# Green Slime Algae wont go away



## wkndracer

http://www.theplantedtank.co.uk/algae.htm
hope this helps


----------



## tetra73

With a 100g tank, I do wonder if you have enough CO2. What is the color of the drop checker? 3 bps? Which bubble counter are you using?


----------



## livingword26

tetra73 said:


> With a 100g tank, I do wonder if you have enough CO2. What is the color of the drop checker? 3 bps? Which bubble counter are you using?

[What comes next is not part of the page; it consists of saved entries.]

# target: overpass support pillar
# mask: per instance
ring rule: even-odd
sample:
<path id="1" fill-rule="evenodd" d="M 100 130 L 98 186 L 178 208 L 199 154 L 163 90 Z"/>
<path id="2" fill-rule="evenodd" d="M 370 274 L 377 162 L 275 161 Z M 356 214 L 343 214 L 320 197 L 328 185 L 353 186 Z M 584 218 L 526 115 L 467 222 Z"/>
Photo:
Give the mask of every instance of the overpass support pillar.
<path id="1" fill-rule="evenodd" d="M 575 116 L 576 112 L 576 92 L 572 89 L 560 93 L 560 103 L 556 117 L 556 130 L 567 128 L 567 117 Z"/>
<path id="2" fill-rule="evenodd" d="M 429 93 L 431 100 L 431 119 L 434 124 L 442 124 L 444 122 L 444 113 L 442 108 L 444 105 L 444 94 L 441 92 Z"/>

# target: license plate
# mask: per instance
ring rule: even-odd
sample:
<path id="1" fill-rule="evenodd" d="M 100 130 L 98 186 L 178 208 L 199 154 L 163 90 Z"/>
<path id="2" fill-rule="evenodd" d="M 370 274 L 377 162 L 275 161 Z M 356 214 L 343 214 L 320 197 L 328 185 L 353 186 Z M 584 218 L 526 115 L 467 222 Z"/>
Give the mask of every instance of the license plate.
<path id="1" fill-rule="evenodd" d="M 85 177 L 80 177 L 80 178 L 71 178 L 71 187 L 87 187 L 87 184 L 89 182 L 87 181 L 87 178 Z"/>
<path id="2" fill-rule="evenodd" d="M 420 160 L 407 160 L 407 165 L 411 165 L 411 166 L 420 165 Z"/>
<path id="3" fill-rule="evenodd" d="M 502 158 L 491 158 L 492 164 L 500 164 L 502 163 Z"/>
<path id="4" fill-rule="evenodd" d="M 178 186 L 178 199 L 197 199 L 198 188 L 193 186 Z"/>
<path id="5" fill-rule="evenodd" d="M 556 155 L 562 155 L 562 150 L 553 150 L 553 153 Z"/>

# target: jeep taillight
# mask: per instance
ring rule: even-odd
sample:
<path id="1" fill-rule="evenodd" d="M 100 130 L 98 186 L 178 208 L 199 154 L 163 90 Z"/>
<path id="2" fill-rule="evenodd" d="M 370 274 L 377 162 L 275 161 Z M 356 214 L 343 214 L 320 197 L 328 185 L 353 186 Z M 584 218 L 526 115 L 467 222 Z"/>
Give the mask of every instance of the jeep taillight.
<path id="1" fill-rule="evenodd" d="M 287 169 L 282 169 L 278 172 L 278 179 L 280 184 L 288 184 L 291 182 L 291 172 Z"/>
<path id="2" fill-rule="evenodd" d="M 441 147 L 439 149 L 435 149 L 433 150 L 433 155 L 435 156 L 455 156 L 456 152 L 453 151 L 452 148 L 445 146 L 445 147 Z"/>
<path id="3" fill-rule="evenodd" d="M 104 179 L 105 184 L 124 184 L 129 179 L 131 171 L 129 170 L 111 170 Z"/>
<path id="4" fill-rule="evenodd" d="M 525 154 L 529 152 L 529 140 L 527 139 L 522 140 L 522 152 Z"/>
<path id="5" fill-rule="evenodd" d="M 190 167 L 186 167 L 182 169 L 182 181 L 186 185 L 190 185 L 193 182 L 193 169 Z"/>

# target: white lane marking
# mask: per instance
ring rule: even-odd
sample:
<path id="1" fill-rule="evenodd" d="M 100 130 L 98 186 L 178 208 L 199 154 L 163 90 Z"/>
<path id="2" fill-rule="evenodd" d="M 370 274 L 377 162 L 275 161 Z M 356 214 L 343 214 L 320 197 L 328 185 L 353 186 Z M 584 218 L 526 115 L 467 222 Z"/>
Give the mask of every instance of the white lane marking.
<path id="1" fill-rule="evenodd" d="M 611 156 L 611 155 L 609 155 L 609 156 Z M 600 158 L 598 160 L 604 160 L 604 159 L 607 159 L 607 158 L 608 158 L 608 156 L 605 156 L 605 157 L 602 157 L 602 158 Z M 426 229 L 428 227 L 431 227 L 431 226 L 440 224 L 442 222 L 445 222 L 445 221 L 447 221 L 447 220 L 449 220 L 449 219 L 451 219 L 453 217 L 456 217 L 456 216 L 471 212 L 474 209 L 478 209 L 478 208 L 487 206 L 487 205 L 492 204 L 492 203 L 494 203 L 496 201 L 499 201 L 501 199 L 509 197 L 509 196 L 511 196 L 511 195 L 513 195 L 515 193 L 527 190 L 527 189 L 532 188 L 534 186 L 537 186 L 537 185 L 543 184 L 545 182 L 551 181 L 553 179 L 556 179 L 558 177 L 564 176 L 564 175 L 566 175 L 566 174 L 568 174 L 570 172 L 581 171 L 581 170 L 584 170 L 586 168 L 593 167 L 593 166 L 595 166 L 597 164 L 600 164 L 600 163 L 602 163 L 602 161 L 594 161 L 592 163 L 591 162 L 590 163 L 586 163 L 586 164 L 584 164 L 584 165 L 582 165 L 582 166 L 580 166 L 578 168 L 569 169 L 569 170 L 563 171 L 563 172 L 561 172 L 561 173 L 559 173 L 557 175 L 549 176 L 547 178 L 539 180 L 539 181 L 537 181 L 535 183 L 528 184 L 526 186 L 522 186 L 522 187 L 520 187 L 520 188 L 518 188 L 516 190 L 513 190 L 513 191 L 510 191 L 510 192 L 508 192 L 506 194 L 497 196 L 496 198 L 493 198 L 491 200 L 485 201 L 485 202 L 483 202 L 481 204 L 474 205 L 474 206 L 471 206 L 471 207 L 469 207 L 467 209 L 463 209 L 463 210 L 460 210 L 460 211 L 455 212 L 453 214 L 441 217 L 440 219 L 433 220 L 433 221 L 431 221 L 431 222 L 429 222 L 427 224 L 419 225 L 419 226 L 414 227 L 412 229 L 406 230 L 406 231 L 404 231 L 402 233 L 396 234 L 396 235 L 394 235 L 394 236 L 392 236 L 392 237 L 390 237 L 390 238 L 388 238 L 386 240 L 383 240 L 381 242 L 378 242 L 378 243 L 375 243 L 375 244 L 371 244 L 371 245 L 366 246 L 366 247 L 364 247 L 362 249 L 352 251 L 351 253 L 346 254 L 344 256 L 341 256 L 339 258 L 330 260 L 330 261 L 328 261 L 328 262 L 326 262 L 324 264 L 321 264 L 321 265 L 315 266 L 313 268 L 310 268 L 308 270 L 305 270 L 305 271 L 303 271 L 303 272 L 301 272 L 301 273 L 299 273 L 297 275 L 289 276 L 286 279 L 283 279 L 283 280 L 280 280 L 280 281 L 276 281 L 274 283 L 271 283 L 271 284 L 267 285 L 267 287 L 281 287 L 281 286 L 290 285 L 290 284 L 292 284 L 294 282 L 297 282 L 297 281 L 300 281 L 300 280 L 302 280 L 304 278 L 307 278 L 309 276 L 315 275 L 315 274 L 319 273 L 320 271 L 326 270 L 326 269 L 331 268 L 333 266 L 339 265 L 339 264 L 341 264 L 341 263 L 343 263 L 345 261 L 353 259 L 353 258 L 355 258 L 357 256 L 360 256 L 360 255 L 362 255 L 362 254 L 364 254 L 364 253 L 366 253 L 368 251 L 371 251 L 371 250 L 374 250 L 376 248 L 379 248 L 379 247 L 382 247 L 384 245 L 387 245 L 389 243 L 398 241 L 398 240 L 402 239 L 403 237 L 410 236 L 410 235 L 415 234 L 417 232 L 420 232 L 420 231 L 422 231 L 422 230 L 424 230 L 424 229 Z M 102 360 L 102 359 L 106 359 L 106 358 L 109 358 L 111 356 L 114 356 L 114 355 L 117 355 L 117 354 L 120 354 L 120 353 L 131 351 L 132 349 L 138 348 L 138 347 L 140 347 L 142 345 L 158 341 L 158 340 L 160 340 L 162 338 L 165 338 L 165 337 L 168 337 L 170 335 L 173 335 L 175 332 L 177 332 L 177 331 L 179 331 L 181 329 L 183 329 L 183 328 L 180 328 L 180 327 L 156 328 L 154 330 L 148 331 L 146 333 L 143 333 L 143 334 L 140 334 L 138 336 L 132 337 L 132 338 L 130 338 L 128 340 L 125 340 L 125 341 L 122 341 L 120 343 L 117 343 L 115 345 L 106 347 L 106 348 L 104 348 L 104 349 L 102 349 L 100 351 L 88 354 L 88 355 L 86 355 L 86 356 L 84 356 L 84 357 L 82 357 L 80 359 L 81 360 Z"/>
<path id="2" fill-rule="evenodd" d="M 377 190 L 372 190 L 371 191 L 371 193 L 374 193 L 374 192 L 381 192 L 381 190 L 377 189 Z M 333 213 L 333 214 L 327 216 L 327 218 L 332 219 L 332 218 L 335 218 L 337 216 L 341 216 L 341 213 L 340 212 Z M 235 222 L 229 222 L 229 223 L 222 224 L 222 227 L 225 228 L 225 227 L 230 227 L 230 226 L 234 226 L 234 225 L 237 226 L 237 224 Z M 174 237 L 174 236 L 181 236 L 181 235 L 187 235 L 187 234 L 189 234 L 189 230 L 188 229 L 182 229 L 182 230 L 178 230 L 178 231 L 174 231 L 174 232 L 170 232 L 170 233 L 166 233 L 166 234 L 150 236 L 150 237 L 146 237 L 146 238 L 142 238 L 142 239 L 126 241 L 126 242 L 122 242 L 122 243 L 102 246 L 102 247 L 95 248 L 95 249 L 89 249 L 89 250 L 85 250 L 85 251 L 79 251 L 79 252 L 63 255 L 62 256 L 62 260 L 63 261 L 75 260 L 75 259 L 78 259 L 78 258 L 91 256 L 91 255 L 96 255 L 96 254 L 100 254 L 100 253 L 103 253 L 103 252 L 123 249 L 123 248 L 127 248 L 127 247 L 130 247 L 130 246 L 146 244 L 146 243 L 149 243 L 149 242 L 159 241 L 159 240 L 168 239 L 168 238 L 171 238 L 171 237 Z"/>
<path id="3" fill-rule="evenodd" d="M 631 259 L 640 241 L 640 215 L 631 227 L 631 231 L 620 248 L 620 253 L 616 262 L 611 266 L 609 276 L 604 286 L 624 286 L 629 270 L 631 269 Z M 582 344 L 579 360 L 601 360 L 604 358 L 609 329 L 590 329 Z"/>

And how are you diffusing your co2


----------



## mxzxr

I am using the bubble counter that comes with the setup from Green Leaf, then after the counter it goes through a reactor to break up the co2. I've kept many aquariums, fish only with a plant or two, but never had this green slime algae. wkndracer i will take a look at that thread shortly. Thanks


----------



## tetra73

mxzxr said:


> I am using the bubble counter that comes with the setup from Green Leaf, then after the counter it goes through a reactor to break up the co2. I've kept many aquariums, fish only with a plant or two, but never had this green slime algae. wkndracer i will take a look at that thread shortly. Thanks



You mean the glass bubble counter? Those are awfully small bubbles!!! 3bps from that bubble counter is more or less equal to 1.5 bps counted directly from the CO2 tubing. If you don't have a drop checker, get one with the 4kdh solution. You may not have enough CO2 level.


----------



## livingword26

They say that low nitrates and good flow are the prime cause of BGA, but you seem to have that covered. 4 x t5ho seems like a lot of light, but I don't know what your tank dimensions are. Aside from that, consistent, regular NPK and Micro ferts, vacuuming and water changes. If you have all that covered then hit it with the Maracyn, (erythromycin).


----------



## happi

are you talking about cyanobacteria, its very difficult to get rid of. but Erythromycin will get rid of it.


----------



## mxzxr

Yes it is cyanobacteria. I have some tetras and clown loaches, along with some inverts (snails, and amano shrimp), will treating with erythromycin kill everything in the tank though?


----------



## Hoppy

If you haven't calibrated your nitrate test kit, don't assume that it is giving you meaningful readings. If you follow a dosing method, like that in the sticky, you can forget about measuring the nitrates, and just rely on knowing that it will be enough, and will be limited to an amount that will still not be too much.


----------



## oliverpool

Is using erythromycin the only way to get rid of BGA? I have a spot of this at a spot near the right side along the glass of my tank. I have tried to move the plants/rock near that location to see if it was the flow issue. It did not seem to improve and that spot of BGA seems to be growing bigger by the day. I really hate to use medicine if there are other way to get rid of this.


----------



## willbldrco

If one uses erythromycin to get rid of BGA, other bacteria in the tank are killed too, including beneficial bacteria driving the nitrogen cycle of the tank. I've read that one must watch their tank very closely for several weeks after administering erythromycin. Does anyone have experience in doing this? What changes happened to the tank (other than the BGA dying off)? Are any special steps helpful in restor
ing the good bacteria?

I'm pretty sure I have it in my tank. Here are some pics:


























Note that in the last one the algae sort of streams off the leaf tips into a thread or hair-like algae. But it's not thread/hair algae as it doesn't remain in that shape after lifted out of the water (it's just slimy like the other BGA spots).

Will


----------



## livingword26

I have killed BGA in 2 freshwater and 1 saltwater tank with Erythromycin, and never had any signs of a cycle. If you look on a package of Maracyn, it says that it kills gram positive Bacteria. From what I have been able to find on the internet, nitrifying bacteria is generally gram negative, and less susceptible to the Erythromycin in Maracyn.


----------



## willbldrco

livingword26 said:


> I have killed BGA in 2 freshwater and 1 saltwater tank with Erythromycin, and never had any signs of a cycle. If you look on a package of Maracyn, it says that it kills gram positive Bacteria. From what I have been able to find on the internet, nitrifying bacteria is generally gram negative, and less susceptible to the Erythromycin in Maracyn.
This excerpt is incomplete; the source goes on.